Companies can scale the system for online transactional processing queries by adding cache and DMX boards that support throughput of 2 Gbytes per second, according to EMC. Companies also can configure the system with greater capacity on the front-end drives for OLTP queries or on the back end for decision-support queries. The drives, which have Fibre Channel front-end connections to the boards and copper back-end connections, support capacities of 73 Gbytes or 146 Gbytes. The system maxes out at 37 terabytes.
The new pricing model should prove attractive to customers. A Symmetrix DMX800 with a usable 7.2 terabytes of capacity will cost 30% less than its predecessor, the Symmetrix 8530. EMC says it will move data across the system three times as fast.
Storage complexity has customers looking for help, EMC CEO Tucci says. |
EMC has made a substantial improvement on performance, and backward compatibility is very important to customers, says Giga Information Group analyst Anders Lofgren. But he adds that the company is still "in a horse race" with competitors such as Hitachi Data Systems.
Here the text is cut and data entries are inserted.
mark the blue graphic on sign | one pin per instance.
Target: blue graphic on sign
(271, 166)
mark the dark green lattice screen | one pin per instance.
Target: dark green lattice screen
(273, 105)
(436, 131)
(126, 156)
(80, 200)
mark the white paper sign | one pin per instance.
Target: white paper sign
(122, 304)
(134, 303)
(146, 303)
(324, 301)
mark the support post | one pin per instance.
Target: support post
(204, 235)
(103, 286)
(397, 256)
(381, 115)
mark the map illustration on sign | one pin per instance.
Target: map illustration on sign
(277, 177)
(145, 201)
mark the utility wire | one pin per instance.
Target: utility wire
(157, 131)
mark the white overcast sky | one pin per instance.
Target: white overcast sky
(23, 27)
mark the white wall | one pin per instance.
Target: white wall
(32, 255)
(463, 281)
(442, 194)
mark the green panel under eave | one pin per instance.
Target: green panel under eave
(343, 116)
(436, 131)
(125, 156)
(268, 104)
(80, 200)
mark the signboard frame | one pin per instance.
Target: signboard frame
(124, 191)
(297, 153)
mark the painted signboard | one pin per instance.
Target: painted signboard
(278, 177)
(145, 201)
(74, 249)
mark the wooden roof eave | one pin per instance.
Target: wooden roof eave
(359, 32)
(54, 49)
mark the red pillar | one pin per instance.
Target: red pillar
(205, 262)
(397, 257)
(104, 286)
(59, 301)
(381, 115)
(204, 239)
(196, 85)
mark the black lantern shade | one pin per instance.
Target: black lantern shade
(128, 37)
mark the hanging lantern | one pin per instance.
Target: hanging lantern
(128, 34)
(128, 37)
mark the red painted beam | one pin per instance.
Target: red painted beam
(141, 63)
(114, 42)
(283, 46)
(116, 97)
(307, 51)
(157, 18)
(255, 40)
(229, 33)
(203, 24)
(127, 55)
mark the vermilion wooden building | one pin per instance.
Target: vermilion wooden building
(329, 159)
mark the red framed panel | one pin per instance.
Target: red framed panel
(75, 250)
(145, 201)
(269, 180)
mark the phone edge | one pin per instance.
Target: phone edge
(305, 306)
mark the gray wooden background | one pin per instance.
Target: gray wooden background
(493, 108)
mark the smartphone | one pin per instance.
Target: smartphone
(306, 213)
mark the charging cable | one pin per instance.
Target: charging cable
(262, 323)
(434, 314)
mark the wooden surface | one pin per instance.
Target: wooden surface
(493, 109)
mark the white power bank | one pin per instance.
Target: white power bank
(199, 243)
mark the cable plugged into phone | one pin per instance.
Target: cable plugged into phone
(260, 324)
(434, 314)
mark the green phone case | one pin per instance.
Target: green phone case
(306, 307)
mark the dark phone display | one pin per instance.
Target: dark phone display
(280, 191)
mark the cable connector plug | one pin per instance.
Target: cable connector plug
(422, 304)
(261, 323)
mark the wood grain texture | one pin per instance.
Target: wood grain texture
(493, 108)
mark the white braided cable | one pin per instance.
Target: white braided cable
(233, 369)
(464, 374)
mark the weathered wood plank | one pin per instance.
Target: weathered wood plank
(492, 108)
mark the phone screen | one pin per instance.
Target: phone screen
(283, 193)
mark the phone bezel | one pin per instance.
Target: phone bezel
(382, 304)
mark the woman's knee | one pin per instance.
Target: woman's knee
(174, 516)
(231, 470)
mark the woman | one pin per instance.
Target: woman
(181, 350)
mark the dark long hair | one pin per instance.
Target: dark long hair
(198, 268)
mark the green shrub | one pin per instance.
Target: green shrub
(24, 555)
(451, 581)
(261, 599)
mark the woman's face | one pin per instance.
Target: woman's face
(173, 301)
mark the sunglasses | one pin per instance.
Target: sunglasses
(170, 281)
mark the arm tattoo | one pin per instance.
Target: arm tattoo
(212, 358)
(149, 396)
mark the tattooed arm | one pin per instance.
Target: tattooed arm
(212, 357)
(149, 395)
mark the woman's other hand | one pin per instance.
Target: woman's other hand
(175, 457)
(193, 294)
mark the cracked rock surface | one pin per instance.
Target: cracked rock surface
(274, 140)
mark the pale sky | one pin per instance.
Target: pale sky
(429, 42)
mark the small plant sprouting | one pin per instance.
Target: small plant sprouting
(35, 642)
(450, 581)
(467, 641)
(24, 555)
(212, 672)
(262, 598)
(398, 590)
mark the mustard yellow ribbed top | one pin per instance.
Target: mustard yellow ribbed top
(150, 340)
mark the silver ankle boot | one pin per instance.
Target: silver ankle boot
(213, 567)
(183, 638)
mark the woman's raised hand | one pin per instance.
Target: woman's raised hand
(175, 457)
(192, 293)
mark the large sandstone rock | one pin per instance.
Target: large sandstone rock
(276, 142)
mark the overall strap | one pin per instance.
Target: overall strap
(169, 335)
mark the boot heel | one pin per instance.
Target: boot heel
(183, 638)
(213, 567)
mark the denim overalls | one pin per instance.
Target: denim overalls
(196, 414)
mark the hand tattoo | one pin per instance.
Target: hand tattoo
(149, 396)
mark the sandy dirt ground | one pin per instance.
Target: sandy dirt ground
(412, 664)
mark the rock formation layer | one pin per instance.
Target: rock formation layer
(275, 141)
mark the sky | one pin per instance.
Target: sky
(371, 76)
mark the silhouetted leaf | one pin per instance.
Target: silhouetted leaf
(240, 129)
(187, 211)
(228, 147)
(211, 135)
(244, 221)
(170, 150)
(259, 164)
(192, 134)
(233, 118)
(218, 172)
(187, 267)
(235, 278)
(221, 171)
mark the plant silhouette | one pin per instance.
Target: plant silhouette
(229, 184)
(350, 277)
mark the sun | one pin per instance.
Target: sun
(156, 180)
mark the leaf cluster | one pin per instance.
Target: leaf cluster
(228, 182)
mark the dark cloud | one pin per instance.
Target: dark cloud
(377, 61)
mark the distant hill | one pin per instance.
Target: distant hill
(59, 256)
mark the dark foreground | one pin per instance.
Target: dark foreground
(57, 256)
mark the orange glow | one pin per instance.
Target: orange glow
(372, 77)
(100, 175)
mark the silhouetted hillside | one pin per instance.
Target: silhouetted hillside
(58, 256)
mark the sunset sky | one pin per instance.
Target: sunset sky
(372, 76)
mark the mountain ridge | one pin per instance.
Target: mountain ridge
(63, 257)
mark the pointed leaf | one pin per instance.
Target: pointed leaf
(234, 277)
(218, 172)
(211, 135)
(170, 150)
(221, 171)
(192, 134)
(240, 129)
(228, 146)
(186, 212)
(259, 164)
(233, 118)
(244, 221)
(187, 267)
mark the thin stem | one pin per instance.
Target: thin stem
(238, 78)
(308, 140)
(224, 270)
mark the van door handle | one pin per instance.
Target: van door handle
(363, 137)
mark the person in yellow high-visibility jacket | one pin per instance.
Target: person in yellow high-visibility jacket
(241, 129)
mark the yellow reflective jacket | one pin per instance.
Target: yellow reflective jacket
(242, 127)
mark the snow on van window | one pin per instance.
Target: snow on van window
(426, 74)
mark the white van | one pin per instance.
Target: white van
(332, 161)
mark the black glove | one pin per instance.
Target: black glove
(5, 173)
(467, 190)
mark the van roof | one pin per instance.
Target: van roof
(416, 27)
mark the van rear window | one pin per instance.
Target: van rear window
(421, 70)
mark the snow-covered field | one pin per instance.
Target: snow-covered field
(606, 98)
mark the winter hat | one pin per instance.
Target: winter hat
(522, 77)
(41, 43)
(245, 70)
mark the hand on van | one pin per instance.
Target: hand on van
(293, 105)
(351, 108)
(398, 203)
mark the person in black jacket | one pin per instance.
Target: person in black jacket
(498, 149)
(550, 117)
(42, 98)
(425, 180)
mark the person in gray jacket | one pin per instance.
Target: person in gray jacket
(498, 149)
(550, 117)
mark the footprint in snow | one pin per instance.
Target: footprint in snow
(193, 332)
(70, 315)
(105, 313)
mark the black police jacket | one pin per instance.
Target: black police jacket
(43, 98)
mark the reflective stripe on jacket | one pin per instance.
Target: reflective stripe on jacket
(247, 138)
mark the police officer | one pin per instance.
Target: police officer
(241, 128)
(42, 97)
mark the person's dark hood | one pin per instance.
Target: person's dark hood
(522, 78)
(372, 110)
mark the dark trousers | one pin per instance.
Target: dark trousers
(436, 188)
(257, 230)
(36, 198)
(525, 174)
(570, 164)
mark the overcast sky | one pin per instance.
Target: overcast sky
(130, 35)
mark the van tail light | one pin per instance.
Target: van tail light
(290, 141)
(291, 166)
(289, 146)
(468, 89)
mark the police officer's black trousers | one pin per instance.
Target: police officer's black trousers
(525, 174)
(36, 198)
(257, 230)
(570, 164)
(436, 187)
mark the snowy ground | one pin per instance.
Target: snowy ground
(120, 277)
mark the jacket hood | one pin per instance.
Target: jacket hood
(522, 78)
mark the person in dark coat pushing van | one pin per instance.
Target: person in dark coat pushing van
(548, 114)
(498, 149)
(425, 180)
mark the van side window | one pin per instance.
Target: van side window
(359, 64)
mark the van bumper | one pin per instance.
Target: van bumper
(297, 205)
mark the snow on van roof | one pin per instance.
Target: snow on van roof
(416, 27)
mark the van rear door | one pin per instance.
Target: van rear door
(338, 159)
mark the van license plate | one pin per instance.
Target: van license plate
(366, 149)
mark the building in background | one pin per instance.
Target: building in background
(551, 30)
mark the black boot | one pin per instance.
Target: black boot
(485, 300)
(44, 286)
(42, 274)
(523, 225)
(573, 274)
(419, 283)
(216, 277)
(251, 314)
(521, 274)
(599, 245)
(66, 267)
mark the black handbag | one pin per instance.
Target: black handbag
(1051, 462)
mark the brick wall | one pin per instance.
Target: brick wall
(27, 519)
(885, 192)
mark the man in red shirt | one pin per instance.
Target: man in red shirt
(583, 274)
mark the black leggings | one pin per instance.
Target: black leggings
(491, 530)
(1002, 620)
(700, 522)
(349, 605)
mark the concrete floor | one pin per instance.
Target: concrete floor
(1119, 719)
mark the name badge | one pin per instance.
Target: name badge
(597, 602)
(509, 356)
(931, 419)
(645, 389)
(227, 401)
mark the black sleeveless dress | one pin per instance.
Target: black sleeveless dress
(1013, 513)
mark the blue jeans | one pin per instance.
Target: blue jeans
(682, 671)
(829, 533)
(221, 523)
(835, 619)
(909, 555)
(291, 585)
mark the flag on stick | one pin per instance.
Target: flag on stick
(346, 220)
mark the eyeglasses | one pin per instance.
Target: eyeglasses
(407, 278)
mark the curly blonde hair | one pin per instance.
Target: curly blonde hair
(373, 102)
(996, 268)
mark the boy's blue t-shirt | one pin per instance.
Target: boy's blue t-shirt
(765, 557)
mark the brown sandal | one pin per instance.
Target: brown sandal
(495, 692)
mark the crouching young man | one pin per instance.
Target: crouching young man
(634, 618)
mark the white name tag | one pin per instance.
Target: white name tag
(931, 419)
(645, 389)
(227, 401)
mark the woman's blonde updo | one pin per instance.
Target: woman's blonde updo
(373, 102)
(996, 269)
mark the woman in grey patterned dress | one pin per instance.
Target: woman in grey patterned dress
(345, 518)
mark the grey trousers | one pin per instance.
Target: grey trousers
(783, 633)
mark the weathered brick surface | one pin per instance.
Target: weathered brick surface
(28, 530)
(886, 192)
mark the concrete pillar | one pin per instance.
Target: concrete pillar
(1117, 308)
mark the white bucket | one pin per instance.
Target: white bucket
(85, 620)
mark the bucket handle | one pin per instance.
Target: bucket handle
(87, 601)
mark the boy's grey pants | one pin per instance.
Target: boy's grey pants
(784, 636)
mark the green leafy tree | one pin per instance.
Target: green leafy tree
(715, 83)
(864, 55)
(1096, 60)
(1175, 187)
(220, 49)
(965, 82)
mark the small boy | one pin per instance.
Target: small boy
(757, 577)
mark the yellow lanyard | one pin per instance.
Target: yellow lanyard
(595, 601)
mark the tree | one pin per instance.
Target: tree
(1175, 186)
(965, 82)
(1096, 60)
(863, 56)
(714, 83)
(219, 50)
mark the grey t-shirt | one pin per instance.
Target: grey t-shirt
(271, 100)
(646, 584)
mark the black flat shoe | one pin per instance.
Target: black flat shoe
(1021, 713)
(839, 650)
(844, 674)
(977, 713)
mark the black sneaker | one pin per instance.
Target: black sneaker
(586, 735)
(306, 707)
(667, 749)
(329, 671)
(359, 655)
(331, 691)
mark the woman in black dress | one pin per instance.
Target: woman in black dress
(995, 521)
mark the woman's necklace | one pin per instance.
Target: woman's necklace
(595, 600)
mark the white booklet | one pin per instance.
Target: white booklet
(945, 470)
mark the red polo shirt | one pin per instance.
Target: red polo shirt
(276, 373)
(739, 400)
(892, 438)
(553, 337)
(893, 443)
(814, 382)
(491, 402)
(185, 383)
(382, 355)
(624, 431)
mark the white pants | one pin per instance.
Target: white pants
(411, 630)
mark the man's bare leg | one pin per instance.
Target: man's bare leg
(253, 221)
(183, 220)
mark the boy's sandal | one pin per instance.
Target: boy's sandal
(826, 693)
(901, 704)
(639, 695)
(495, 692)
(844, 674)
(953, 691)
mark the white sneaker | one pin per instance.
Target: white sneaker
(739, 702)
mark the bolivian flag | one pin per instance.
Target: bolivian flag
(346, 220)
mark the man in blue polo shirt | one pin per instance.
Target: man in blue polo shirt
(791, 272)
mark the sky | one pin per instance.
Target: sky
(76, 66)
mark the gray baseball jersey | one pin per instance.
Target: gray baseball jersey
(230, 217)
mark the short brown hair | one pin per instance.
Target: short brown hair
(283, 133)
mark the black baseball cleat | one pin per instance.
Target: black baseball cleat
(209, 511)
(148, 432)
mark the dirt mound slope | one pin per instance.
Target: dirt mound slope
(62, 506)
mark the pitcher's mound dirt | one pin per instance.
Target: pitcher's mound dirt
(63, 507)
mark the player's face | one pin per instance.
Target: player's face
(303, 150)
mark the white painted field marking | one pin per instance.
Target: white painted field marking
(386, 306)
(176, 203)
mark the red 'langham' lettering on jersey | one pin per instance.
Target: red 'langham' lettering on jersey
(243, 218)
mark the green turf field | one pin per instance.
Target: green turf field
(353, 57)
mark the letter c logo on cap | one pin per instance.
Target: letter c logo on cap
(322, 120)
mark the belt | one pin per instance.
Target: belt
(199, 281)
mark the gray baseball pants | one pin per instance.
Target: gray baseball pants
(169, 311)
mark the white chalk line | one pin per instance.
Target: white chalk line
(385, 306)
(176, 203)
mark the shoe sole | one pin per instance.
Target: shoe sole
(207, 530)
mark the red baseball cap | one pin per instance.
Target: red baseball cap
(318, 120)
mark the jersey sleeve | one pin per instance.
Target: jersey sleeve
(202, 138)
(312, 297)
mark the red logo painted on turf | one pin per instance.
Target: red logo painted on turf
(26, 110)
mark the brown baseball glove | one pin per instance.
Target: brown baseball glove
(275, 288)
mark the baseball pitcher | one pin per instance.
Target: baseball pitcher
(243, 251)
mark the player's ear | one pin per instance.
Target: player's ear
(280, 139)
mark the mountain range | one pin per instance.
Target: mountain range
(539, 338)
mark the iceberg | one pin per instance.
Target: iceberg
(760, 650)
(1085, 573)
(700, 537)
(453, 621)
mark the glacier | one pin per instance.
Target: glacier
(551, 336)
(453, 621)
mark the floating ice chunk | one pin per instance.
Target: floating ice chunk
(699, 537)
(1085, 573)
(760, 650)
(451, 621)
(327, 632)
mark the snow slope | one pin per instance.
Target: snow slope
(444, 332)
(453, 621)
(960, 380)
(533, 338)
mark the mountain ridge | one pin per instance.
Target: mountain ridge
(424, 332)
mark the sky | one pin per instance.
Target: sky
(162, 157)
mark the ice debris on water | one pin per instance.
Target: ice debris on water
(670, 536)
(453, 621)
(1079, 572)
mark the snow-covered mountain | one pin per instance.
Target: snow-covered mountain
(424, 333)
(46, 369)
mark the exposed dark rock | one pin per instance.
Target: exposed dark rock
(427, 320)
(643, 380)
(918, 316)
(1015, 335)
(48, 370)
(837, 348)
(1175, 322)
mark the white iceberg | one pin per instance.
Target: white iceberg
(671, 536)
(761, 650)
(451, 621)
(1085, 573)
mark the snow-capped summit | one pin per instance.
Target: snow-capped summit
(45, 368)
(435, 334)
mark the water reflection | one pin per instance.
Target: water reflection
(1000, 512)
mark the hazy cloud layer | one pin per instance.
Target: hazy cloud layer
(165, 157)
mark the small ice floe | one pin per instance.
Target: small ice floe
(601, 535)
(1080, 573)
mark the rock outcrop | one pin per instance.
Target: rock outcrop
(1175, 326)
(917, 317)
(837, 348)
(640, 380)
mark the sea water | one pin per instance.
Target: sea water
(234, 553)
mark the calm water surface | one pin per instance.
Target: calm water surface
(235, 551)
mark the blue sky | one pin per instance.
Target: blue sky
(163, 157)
Information Resources Inc., a market-data analysis firm for some of the country's biggest packaged-goods and health-care companies, tracks 28 million items, stores around 150 attributes for each, processes 160 billion summarized transactions per week, and maintains a 40-terabyte data warehouse. The immensity of those tasks led Marshall Gibbs, the company's CIO, to become a beta tester of the DMX system. In heavy load tests, throughput and reliability have been high without any trade-off of redundancy for very strong performance. "We get data off the box much faster than I've ever seen before," Gibbs says, "and we're not saturating DMX."
The management software and services offered with the new system fit well into the company's vision of helping automate network storage for customers, says Joe Tucci, president and CEO at EMC. The company has bolstered its services staff in the last year to 5,500 people. "Customers are more than ever looking for help," Tucci says. Along with the system improvements, that's another way EMC plans to get back some of the high-end mindshare and market share it has lost to HDS, which Tucci admits "eclipsed us in raw performance."
Available now, Symmetrix DMX systems are priced from $409,000 to $2.5 million, based on configuration and capacity. "There are 50,000 Symmetrix systems out there, and we're hoping for the old pent-up demand," says Tucci, adding that "this year, that's hoping in a flat market that we do better than the market."
Meta Group analyst Sean Derrington doesn't believe EMC will see the same profit margins it managed in the '90s, but says the vendor is back on top of its game. "The real telling will be over the next three months," he adds, "as we see diverse workloads running on DMX."